No acórdão que publico a seguir, afasto, dentre outros argumentos, o que aponta para o constrangimento ilegal, em face da homologação do flagrante não estar devidamente fundamentada.

No corpo do acórdão, a propósito da quaestio, anoto que, com a vigência da da Lei 12.403/2011, no próximo mês de julho,  o juiz, ao receber o auto de prisão em fragrante, deverá relaxar a prisão do paciente ou converter a prisão em flagrante em preventiva,  quando presentes os requisitos constantes do artigo 312, do CPP.

O que isso que dizer é que, na prática, a partir da vigência da lei em comento, deixará de existir no ordenamento jurídico a prisão cautelar em face da homologação do flagrante.

Nos dias presentes, no entanto, ainda tenho entendido que o despacho homologatório do flagrante deve se ater ao exame das formalidades do mesmo.

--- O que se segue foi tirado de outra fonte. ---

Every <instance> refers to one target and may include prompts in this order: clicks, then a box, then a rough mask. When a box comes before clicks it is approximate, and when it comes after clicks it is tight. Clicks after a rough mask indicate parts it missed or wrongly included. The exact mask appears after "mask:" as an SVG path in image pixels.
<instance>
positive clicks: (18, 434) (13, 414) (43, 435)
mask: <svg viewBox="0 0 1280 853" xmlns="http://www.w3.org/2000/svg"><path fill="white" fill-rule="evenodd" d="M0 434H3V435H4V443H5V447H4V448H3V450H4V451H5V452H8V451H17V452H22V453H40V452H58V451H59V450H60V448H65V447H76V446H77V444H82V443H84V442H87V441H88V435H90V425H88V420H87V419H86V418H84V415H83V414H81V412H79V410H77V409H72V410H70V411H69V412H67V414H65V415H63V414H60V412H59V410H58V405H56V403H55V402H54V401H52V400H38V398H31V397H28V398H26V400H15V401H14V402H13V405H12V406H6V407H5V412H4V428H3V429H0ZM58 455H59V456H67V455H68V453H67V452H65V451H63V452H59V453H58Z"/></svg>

Não deslembro que há decisões, sim, que entendem que, mesmo com a legislação atual, a decisão homologatória do flagrante deve ser fundamentada.

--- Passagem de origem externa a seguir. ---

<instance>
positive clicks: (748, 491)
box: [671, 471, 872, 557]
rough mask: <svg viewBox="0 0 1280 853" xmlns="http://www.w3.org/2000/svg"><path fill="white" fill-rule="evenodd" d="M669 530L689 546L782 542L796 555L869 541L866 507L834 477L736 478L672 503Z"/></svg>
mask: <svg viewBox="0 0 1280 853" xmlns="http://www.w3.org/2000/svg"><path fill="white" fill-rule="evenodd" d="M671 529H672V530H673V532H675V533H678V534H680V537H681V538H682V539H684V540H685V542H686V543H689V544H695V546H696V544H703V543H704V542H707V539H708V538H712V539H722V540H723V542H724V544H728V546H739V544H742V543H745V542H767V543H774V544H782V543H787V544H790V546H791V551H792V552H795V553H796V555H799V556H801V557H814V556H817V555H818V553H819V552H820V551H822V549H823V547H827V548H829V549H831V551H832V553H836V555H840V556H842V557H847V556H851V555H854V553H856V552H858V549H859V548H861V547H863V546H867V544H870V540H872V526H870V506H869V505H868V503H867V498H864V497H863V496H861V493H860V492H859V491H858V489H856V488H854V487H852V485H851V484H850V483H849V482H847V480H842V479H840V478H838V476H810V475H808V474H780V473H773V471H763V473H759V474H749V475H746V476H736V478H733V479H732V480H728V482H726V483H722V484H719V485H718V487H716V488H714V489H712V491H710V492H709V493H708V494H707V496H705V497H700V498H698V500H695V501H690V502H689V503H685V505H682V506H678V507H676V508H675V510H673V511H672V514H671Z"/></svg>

De qualquer sorte, a partir de julho, quando entrará em vigor a Lei 12.403/2011, as decisões desse matiz terão que ser fundamentadas, pondo fim à controvérsia.

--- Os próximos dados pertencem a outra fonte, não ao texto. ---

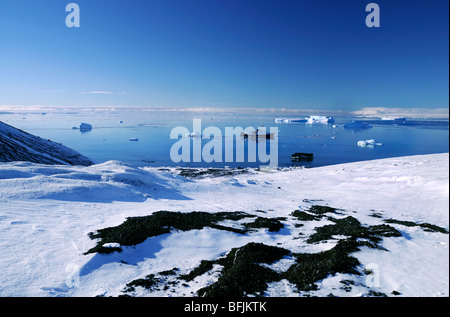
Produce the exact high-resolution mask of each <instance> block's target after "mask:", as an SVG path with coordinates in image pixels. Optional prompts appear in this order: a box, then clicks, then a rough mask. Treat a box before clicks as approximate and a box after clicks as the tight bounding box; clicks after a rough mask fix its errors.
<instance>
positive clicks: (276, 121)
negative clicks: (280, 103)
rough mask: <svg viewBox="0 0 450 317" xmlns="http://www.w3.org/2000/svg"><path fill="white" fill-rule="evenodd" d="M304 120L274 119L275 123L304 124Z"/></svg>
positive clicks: (277, 118) (305, 120) (288, 118)
mask: <svg viewBox="0 0 450 317" xmlns="http://www.w3.org/2000/svg"><path fill="white" fill-rule="evenodd" d="M306 121H308V120H307V119H306V118H275V122H276V123H292V122H306Z"/></svg>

A seguir, o voto em comento.

PRIMEIRA CÂMARA CRIMINAL

Sessão do dia 17 de maio de 2011.

Nº Único: 0001942-34.2011.8.10.0000

Habeas Corpus Nº 009257/2011– Chapadinha

Paciente                  : J. V. de L.

Impetrantes           : T. G. L.

Impetrado              : Juízo de Direito da 1ª Vara da Comarca de Chapadinha

Relator                   : Desembargador José Luiz Oliveira de Almeida

Acórdão Nº 102240/2011

Ementa. HABEAS CORPUS. PROCESSUAL PENAL. CRIME DE TRÁFICO DE ENTORPECENTE. PRISÃO EM FLAGRANTE. HOMOLOGAÇÃO. CONSTATAÇÃO DOS REQUISITOS FORMAIS DO RESPECTIVO AUTO. ILEGALIDADE INOCORRENTE. RÉU PRESO. PRAZO PARA OFERECIMENTO DA DENÚNCIA. INOBSERVÂNCIA. CONSTRANGIMENTO ILEGAL CARACTERIZADO. ORDEM CONCEDIDA.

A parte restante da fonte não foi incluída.